Abschrift
Zuletzt waren wir drei Leute gewesen: der Siegbert Schefke, meine Wenigkeit und dann noch eine dritte Person, die am Ende, wie sich dann herausstellte, seit ihrem 16. Lebensjahr bei der Stasi arbeitete und fast den gesamten Zeitraum unserer Zusammenarbeit auch bei uns war, also dieser Arbeit bei uns war. Und in Stasi-Akten habe ich das dann mal später gefunden, beschwerte sich dann dieser Mann, warum wir denn noch nicht längst im Gefängnis sitzen würden, weil, er hätte doch nun schon so viele Beweise gesammelt, also dass er gar nicht verstehen könne, wieso wir da immer noch weitermachen können. Und das ist dann am Ende auch eine interessante Frage geblieben, warum wir das eigentlich zweieinhalb Jahre lang unter äußerster Öffentlichkeit … Und es war ja auch nicht so schwierig, uns zu identifizieren in diesem Land, also so groß war die DDR nun auch wieder nicht, dass man nicht ungestört so seinen Film- und Fotoarbeiten nachgehen konnte, und vor allen Dingen, wenn der dritte Kameramann also noch ein IM war.

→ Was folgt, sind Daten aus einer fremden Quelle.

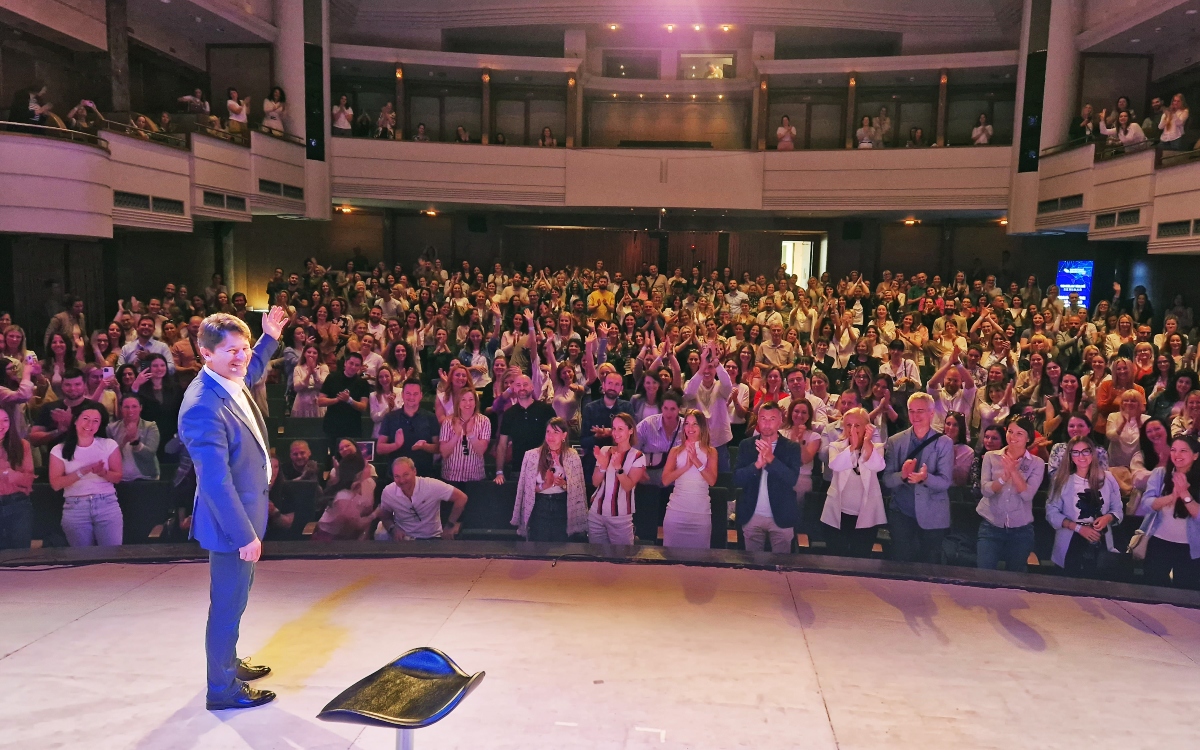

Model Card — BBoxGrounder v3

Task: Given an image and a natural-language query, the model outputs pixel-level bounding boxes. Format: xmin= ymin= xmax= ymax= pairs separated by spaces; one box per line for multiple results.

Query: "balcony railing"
xmin=0 ymin=120 xmax=108 ymax=151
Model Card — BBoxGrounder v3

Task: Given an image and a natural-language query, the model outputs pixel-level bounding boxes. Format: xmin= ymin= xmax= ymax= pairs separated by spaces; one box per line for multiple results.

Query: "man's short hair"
xmin=196 ymin=312 xmax=250 ymax=352
xmin=908 ymin=391 xmax=934 ymax=409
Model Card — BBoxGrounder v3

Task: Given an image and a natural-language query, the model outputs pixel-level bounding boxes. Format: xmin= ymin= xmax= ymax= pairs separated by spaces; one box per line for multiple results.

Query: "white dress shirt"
xmin=204 ymin=365 xmax=271 ymax=482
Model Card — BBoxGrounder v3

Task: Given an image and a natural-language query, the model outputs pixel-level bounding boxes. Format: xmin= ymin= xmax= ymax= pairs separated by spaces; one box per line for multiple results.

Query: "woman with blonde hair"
xmin=821 ymin=407 xmax=888 ymax=557
xmin=438 ymin=384 xmax=492 ymax=482
xmin=511 ymin=416 xmax=588 ymax=542
xmin=662 ymin=409 xmax=716 ymax=550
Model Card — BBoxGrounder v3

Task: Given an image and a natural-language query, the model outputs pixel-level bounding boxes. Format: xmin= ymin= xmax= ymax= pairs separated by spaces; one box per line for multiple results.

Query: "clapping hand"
xmin=263 ymin=307 xmax=288 ymax=341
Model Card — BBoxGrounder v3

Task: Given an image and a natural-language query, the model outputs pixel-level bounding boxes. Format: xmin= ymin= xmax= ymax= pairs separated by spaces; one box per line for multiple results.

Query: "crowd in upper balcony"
xmin=1068 ymin=94 xmax=1200 ymax=151
xmin=8 ymin=86 xmax=294 ymax=138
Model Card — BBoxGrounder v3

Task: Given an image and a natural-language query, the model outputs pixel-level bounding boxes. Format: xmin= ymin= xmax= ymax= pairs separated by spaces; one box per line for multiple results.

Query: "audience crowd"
xmin=0 ymin=248 xmax=1200 ymax=587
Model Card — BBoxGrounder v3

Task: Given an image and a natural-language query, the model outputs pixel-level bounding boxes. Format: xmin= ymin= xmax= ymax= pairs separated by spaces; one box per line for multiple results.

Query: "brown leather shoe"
xmin=238 ymin=659 xmax=271 ymax=683
xmin=204 ymin=683 xmax=275 ymax=710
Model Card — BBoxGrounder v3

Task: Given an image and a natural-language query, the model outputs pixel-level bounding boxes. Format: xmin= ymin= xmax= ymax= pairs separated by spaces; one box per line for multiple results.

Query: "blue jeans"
xmin=204 ymin=551 xmax=254 ymax=701
xmin=62 ymin=494 xmax=125 ymax=547
xmin=0 ymin=492 xmax=34 ymax=550
xmin=976 ymin=521 xmax=1033 ymax=572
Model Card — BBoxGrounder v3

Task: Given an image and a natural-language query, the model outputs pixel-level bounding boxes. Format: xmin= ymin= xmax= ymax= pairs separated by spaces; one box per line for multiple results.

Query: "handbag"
xmin=1126 ymin=514 xmax=1154 ymax=560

Also eine These, die ich dazu habe oder mal hatte, war, dass man im Grunde genommen das wollte, dass wir das machen, weil da ein gesellschaftlicher Transformationsprozess im Gange war, der eigentlich am besten von den Menschen zu beurteilen war, die über die Kenntnisse über Zahlen z. B., also über Staatszahlen, Verschuldung … die wussten, wie so `n Buchprüfer in einer Firma, der dann sagt: Oh, also wir können jetzt noch einen Monat genau Gehälter zahlen, dann können wir nicht mehr die Mieten bezahlen, dann können wir das und das nicht mehr machen. Wir lebten ja, das darf man mal nicht vergessen, in der DDR in so einer Welt so des scheinbaren Schlaraffenlandes. Also man fragte ja nicht, wo kommt irgendwas her. Also es hieß dann irgendwie so ganz abstrakt Volkseigentum dazu, aber es war eben keine … es war eben nicht klar gewesen, also wie viel hat denn das Volk nun erarbeitet. Was ist denn nun so im Portemonnaie drin, im großen. Ich glaube, dass Leute, die also von Staats wegen oder von Berufs wegen also mit der Analyse der DDR beschäftigt waren, also wie die Staatssicherheit, das brachte ihr Job eigentlich mit sich, eben auch sehen konnten, dass diese Zeit endlich war und dass man eben irgendwann an eine Stelle geraten musste ökonomisch, wo eben ein Break kommen musste und wo man irgendwie eine Lösung brauchte.
Ich glaube, dass der Job, den wir gemacht haben, dass der gut dafür war, also diesen Transformationsprozess von dem einen Zustand in den anderen also mitzuhelfen stattfinden zu lassen. Sonst hätte man uns eigentlich auch totschlagen können. Also so schlimm ist das nun auch nicht gewesen, da wie zwei Jungs … Also ich meine, da gibt es den Matthias Domaschk und so viele Geschichte, die inzwischen erzählt wurden. Da ist das wesentlich unkomplizierter gewesen, jemandem Schaden zuzufügen, auch in jungen Jahren. Und dass man uns dabei nicht gehindert hat also und das beziehungsweise unter Aufsicht hat stattfinden lassen, wirft zumindest die Frage auf … Also wenn es nicht die Frage der Neugierde der Staatssicherheit war, dann wirft es tatsächlich die Frage auf, warum ist das eigentlich möglich gewesen. Und die eine Antwort heißt, vielleicht wollte das auch jemand. Also am Ende führten diese Bilder ja auch zu Zuständen oder die trugen dazu bei, Zustände mit zu verändern. Und wenn das sozusagen im Ergebnis gewünscht war, dann machte unsere Arbeit insofern auch ihren Sinn.